Brancheoverschrijdende artikelen
Soms is sprake van brancheoverschrijdende artikelen. Bijvoorbeeld T-shirts. Deze kunnen worden verkocht als bovenkleding, onderkleding, nachtkleding, vrijetijdskleding of als supportersartikel. Een ander voorbeeld zijn pindarotsjes: zijn dat pinda’s met chocolade of chocolade met pinda’s?. Dit soort artikelen kunnen tot het kernassortiment van diverse subcategorieën behoren, maar worden aangemerkt als brancheoverschrijdende artikelen. Dergelijke artikelen behoren tot meerdere branches.
Situatie in Zaltbommel en overgangssituatie.
De branches die op dit moment op de dinsdagmarkt vertegenwoordigd zijn en het aantal standplaatsen binnen die branche is als uitgangspunt genomen. Wij hebben signalen ontvangen dat er op dit moment een overaanbod is binnen de branches 1.7 (stoffen voor kleding) en 2.4 (fruit). Het aantal standplaatsen in die branche is daarom in de nieuwe situatie (uiteraard met inachtneming van de overgangstermijn) met één teruggebracht. Concreet betekent de overgangssituatie dat de huidige standplaatshouders mogen blijven verkopen waarvoor vergunning is verleend. Komt de standplaats door intrekking van de vergunning vrij, dan betekent dat de vrijgekomen plaats niet wordt ingevuld met dezelfde branche.

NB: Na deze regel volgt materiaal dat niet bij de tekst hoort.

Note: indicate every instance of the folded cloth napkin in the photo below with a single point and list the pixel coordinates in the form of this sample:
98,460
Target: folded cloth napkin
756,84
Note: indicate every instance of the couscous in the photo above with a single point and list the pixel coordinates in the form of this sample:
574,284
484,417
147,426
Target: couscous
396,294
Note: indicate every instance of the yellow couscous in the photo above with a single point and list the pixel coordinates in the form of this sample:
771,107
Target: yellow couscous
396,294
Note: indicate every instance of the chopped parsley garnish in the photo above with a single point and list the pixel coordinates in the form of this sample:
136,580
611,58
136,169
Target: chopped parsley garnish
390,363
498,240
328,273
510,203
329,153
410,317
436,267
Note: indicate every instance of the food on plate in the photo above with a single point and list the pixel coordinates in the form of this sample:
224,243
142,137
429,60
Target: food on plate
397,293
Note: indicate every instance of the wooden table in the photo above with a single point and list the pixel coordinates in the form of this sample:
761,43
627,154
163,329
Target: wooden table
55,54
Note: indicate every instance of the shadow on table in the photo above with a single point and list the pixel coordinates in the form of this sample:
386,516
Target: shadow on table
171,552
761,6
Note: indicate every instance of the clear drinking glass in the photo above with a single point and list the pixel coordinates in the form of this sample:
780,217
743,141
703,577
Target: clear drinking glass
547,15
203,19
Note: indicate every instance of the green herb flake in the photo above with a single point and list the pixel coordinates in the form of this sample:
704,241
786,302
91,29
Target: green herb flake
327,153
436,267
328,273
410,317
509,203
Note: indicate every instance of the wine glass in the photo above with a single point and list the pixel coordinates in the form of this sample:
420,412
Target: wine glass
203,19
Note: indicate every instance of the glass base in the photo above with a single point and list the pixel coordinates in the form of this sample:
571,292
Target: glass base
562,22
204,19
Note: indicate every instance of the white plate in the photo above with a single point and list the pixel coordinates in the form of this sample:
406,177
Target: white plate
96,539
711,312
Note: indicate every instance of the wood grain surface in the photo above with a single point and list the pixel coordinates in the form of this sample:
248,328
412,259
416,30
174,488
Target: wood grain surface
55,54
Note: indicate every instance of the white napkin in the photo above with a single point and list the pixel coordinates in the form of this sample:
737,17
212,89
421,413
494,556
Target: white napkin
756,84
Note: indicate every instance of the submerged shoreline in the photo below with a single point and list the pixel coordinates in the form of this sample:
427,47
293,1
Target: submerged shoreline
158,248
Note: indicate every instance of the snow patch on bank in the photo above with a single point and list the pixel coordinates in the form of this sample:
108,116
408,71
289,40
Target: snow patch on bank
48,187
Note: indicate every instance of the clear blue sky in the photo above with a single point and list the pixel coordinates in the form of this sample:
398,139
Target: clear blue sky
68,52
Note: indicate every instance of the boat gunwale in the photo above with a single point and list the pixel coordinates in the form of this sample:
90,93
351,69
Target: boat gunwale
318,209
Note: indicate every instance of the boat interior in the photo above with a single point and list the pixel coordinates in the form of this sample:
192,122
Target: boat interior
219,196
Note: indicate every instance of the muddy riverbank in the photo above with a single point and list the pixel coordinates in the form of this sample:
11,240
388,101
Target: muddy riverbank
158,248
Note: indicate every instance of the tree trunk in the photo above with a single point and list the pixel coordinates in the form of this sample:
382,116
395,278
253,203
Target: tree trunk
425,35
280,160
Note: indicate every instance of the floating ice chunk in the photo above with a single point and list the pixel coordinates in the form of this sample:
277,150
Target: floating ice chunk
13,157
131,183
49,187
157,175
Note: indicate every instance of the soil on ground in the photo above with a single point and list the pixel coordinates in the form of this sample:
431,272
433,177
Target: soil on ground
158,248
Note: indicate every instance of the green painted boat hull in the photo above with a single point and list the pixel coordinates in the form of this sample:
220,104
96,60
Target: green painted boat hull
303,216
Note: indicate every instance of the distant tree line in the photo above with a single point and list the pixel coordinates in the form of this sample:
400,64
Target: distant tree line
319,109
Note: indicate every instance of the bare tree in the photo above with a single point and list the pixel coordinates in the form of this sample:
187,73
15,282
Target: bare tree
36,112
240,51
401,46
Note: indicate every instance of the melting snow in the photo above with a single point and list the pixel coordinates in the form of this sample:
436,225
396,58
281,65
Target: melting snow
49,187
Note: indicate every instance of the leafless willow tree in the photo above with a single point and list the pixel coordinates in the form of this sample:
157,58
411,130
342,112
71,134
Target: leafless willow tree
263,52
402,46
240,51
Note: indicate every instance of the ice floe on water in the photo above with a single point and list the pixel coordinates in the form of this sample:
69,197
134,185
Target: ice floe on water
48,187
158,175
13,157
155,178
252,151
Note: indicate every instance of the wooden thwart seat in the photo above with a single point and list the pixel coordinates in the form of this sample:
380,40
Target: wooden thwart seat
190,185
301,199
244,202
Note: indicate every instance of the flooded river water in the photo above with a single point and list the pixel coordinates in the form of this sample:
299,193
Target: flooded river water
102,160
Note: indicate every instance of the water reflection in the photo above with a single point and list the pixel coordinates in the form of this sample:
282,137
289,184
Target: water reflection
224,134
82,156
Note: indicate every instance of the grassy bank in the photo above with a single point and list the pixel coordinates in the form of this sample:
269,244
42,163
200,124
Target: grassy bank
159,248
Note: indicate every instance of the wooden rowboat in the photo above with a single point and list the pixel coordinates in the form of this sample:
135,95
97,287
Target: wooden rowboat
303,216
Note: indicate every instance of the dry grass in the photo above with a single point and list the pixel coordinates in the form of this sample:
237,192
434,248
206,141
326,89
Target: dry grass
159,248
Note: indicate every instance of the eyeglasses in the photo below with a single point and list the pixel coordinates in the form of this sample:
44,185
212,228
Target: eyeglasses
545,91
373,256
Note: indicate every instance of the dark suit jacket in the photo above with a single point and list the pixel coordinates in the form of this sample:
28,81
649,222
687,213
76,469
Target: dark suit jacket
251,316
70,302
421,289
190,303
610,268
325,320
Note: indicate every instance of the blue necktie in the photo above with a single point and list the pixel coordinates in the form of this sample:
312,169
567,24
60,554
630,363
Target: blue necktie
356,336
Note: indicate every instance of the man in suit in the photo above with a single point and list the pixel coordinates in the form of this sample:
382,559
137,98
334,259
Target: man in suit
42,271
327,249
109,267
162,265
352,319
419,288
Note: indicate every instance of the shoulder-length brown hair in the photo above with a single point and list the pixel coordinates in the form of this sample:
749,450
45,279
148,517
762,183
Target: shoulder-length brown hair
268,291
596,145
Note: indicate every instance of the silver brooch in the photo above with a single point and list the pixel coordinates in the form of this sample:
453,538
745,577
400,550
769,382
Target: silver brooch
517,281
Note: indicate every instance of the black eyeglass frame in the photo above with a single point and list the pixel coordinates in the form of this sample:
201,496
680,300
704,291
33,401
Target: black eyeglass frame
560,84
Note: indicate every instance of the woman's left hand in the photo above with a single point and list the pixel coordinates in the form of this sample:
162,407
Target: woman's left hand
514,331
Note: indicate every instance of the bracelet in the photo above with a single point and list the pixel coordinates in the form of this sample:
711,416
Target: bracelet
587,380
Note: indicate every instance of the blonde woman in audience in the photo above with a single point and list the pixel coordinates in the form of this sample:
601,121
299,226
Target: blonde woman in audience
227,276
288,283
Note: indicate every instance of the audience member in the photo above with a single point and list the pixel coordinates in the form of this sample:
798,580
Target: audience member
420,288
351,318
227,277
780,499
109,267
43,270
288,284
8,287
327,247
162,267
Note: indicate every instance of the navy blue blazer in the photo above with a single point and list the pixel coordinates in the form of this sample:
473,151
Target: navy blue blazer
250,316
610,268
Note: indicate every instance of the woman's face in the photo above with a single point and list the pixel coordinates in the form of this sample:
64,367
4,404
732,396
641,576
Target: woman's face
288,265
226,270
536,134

Op 7 december 2003 is voor de zaterdagmarkt een lijst vastgesteld van branches die in ieder geval op de zaterdagmarkt vertegenwoordigd zouden moeten zijn. Daarbij is aangegeven dat de zaterdagmarkt een traditionele en kleinschalige (vers)markt is. Om de zaterdagmarkt aantrekkelijk te laten zijn en te houden is een goed en gevarieerd, maar vooral ook stabiel aanbod van waren noodzakelijk. Dat betekent dat bij het vrijkomen van een plaats op de zaterdagmarkt binnen de aangewezen branches de plaats opgevuld moet gaan worden door een aanbieder van soortgelijke waren.
De branches die bij besluit van 7 december 2003 als zodanig zijn aangewezen worden met dit besluit niet gewijzigd.